In 1974, American scientist Judith Graham Pool – who had discovered cryoprecipitate – described the payment of blood donors as “dangerous” and “unethical”. The World Health Organisation warned the UK not to import blood from countries that paid donors and had a high incidence of hepatitis, such as the US. In 1975 a Granada World in Action programme revealed that contaminated blood was being harvested on “skid row” and questioned why Britain was not producing its own factor VIII concentrate.

But still haemophiliacs continued to receive the tainted blood.

By 1983, according to minutes form the Committee on the Safety of Medicines, Government scientists and civil servants knew that those receiving the clotting agent were at risk of Aids. It was recommended that it should all be heat-treated to kill viruses, but implementation was delayed because of the cost.

The most serious warning came in May 1983 from Dr NS Galbraith, director of the Communicable Disease Surveillance Centre in England and Wales. He wrote a paper for the Department of Health and Social Security, which concluded: “All blood products made from blood donated in the US after 1978 should be withdrawn from use until the risk of Aids transmission by these products has been clarified.” But they were not withdrawn. The Department of Health considered his advice “premature”.

In 1984, the US Food and Drug Administration banned medical use of blood from high-risk groups including prisoners. But the British Department of Health continued to import US blood.

And the UK was still denying, in the face of overwhelming evidence, the blood-borne infections. Six months after the Galbraith warning the then health minister Kenneth Clarke told the House of Commons, “There is no conclusive evidence that Aids is transmitted by blood products.”

In 2008 Nicola Sturgeon, then health minister, set up an inquiry under Lord Penrose into the tainted blood scandal, which was to cost £13 million and report seven years later. Dr Mark Winter, giving evidence to the Penrose, refuted Clarke’s [1984] statement, saying “all haemophilia clinicians by this stage clearly believed that commercial blood products could and were transmitting Aids”.

It wasn’t just haemophiliacs who were infected, other patients were also given transfusions, but from a single donor rather than many – up to 20,000 for the US imports – although the infection rate was as low as 1%.

In 1989 the Hepatitis C virus was first identified, with the result that up to then the damage inflicted did not usually show until the liver began to fail, so most did not know until that happened they were infected. Many still do not.

In 2000 the Department of Health was forced to admit that crucial records had been destroyed, blaming “an inexperienced member of staff”. In February this year it emerged that 450 files had also been taken from the archives by staff and not returned.

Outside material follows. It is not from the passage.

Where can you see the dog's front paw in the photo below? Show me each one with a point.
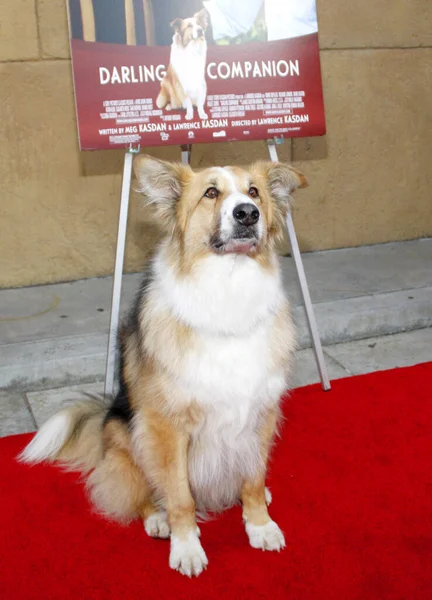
(187, 556)
(266, 537)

The Penrose inquiry eventually reported in 2015, but was widely dismissed as a whitewash, no blame was apportioned and the sole recommendation was that all those who had received a blood transfusion prior to 1991 should have a blood test for hepatitis C.

Jason Evans, whose father died in 1993 having contracted hepatitis and HIV, runs the Factor 8 campaign group. He said, “People are sick and dying, families are dealing with severe bereavement but the Government refuses to accept its clear liability and pay compensation." Adding that it was offering only “means tested scraps” and that if the Government wanted to “do the right thing they will provide a statement accepting their liability now.”

The Infected Blood Inquiry opened in London on Tuesday and has been hearing from victims. It is chaired by former High Court Judge Sir Brian Langstaff. It will move to Edinburgh in July to hear further testimony, from July 2 to 5 and July 8 to 11.